Planning for a Green Light

In 1994, Congress passed a law directing the FTC to come up with a way to prohibit deceptive or abusive telemarketing practices. A year later, the FTC’s Telemarketing Sales Rule prohibited telemarketers from making repeat calls to consumers who’ve asked them not to call again. In 2000, when the FTC conducted a yearlong review to examine the impact of the Do Not Call provision, it became clear that it wasn’t strong enough. Consumers were getting so fed up with unwanted telemarketing calls that many states had established their own Do Not Call lists. In January 2002, the FTC proposed a regulation requiring telemarketers to subscribe to a national Do Not Call Registry and prohibiting them from calling consumers on that list.

Warren joined the FTC in December 2001?just as the agency began investigating how it could create such a registry. FTC Chairman Timothy Muris had tapped Lois Greisman, associate director of the Division of Planning and Information in the FTC’s Bureau of Consumer Protection, to represent the business side of the project. He also wanted Warren?the new guy?in on the process from the outset.

"Usually the policy and legal people decide ’This is what I want’ with no thought to feasibility, cost or alternatives," says Greisman. "For the first time, IT people sat down with policy and legal folks in the planning stage." Warren, who had previously been CIO for the Department of Energy’s bureau responsible for cleaning up nuclear weapons production sites, helped the task force consider the feasibility of various technical options as it hashed out the details of how to build a list and get it in the hands of telemarketers.

The group identified five key components that the system should have: the consumer registry, telemarketer access to the list, a complaint system for consumers to report telemarketers who ignored the list, access to complaints and the list database for law enforcement agencies, and an interface to enable data sharing between the federal and state lists.

Warren quickly realized that the FTC didn’t have the resources to build a DNC system internally. So he decided to line up a vendor in advance to give the project a running start as soon as it got the green light. With so much demand from consumers for the registry?the agency had received 64,000 responses to its call for public comment, and most were vehemently in favor?the FTC was under enormous pressure to make the system work flawlessly. So the task force agreed with Warren’s recommendation to share risk with the chosen vendor by setting up a performance-based contract.

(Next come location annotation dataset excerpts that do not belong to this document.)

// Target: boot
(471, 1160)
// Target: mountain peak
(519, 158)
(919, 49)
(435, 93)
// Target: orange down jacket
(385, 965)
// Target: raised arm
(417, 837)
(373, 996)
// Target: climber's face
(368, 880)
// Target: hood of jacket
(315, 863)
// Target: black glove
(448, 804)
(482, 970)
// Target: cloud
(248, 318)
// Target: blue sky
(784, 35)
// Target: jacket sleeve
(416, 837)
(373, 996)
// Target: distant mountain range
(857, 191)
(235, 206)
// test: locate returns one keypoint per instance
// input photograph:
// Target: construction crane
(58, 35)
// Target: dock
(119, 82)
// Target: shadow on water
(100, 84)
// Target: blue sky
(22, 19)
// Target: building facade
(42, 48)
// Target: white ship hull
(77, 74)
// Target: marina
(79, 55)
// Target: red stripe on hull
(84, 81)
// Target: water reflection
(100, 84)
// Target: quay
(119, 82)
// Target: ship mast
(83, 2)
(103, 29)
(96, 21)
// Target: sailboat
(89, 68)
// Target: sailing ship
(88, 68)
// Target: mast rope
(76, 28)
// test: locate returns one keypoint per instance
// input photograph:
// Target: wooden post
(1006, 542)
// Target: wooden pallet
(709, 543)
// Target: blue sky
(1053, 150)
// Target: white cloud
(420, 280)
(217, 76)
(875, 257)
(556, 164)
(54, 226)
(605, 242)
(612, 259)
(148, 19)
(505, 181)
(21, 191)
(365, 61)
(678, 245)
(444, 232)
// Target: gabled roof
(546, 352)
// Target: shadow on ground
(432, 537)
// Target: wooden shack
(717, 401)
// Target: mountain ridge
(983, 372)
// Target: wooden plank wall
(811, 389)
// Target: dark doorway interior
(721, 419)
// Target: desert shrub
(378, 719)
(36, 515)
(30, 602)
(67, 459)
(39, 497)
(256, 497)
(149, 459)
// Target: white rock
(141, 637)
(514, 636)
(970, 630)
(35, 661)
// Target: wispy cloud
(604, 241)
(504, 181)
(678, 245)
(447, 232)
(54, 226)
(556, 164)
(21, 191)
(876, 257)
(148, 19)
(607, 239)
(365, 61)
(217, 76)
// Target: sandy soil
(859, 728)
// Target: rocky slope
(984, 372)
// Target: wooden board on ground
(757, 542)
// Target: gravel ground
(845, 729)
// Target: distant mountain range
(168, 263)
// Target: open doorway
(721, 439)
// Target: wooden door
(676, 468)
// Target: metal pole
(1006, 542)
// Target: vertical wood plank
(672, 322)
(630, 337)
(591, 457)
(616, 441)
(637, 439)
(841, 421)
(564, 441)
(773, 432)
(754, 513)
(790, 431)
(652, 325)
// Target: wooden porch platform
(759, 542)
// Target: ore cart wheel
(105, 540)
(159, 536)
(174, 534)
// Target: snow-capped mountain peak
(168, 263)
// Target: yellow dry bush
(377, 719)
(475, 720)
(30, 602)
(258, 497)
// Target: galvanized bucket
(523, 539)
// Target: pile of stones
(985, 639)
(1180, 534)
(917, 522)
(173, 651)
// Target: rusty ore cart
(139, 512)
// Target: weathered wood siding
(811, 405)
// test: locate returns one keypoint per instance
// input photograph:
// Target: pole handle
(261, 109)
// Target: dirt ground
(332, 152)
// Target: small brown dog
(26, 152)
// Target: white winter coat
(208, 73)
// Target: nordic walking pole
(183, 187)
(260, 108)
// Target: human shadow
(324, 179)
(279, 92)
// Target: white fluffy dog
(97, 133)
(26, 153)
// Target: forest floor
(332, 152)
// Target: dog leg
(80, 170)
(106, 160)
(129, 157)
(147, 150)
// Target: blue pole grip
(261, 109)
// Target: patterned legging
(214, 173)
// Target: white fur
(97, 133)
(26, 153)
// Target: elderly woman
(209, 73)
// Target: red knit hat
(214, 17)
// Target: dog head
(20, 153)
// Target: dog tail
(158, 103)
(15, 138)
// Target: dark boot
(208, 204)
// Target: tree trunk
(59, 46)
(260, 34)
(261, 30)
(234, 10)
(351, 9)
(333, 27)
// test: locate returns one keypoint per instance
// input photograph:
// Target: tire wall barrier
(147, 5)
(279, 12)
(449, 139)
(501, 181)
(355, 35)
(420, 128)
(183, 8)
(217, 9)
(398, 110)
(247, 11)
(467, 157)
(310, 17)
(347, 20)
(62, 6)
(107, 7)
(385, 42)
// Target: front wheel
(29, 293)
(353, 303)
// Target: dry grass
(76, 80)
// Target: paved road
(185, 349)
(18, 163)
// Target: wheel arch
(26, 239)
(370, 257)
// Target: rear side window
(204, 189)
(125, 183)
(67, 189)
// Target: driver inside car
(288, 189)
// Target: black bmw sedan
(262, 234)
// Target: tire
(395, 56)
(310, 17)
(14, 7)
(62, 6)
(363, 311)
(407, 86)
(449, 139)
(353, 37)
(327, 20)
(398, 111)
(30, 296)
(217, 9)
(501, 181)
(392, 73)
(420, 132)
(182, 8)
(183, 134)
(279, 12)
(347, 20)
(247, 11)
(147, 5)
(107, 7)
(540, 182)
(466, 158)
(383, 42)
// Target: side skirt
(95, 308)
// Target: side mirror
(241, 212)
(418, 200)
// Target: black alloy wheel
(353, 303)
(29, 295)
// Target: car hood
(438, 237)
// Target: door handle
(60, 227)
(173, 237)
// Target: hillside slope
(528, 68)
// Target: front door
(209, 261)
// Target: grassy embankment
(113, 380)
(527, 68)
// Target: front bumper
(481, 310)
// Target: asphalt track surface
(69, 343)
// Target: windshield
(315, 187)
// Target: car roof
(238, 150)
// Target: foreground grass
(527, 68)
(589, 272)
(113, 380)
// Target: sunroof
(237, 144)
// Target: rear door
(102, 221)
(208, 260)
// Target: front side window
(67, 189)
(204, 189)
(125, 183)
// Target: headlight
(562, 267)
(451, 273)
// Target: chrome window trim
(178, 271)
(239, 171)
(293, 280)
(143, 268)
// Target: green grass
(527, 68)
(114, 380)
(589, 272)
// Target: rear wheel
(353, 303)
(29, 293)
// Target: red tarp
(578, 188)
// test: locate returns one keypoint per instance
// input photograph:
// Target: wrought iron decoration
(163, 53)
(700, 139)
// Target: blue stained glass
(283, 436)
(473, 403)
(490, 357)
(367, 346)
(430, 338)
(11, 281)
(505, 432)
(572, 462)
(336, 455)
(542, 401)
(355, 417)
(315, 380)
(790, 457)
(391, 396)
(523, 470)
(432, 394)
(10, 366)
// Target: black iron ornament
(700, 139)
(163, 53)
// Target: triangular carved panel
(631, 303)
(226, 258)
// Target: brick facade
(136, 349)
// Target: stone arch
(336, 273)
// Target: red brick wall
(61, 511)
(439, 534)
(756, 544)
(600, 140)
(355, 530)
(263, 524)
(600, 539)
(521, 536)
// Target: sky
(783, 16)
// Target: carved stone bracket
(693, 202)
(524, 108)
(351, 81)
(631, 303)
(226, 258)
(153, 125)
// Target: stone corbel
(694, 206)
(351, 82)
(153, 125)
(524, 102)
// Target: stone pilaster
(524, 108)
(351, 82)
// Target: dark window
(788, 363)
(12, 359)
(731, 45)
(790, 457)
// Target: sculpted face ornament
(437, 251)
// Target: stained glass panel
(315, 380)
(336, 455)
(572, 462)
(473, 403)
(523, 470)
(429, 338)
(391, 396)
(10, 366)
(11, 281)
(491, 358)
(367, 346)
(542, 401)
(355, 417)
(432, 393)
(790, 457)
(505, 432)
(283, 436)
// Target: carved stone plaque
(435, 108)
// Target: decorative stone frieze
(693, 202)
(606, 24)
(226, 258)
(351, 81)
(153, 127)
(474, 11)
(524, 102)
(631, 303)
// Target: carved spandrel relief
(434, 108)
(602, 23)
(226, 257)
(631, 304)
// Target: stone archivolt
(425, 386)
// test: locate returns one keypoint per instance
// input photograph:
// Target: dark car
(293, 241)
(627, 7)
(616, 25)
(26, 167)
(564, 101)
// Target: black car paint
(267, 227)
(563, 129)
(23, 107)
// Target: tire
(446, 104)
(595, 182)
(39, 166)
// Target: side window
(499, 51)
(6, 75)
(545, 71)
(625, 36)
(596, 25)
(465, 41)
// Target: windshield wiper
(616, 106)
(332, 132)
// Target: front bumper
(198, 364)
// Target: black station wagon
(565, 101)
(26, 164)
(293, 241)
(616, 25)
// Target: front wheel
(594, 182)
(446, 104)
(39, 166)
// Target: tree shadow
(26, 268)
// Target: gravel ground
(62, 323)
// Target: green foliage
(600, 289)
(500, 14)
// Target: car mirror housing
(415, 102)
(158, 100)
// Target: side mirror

While Warren and his team evaluated vendors, political momentum for the project grew. Chairman Muris went before Congress in January 2003, asking for funding and permission to charge telemarketers for list access. Muris urged Congress to act quickly to get the list up and running in fiscal 2003, which ended Sept. 30. He outlined an aggressive time line, based on Warren’s recommendation to split the project into chunks and roll it out in phases: build and launch the consumer registry in fewer than 100 days, launch the telemarketer registration and offer the list download two months later, and begin enforcement one month after that.

Meanwhile, the FTC awarded the DNC project contract to AT&T, contingent upon receipt of funding. The performance-based contract aligned incentives with the FTC’s goals. The FTC wanted easy registration?and so did AT&T, since its fees would be based in part on the number of successful registrations.

In February 2003, Congress appropriated $18.1 million to launch and enforce the DNC Registry?including $3.5 million earmarked for the contractor in 2003, and approximately $2.5 million to cover internal IT costs to upgrade infrastructure systems and redesign the FTC’s website. On March 11, President Bush signed the Do-Not-Call Implementation Act. By the end of March, the final legislative hurdles had been cleared, releasing the funds to start the project.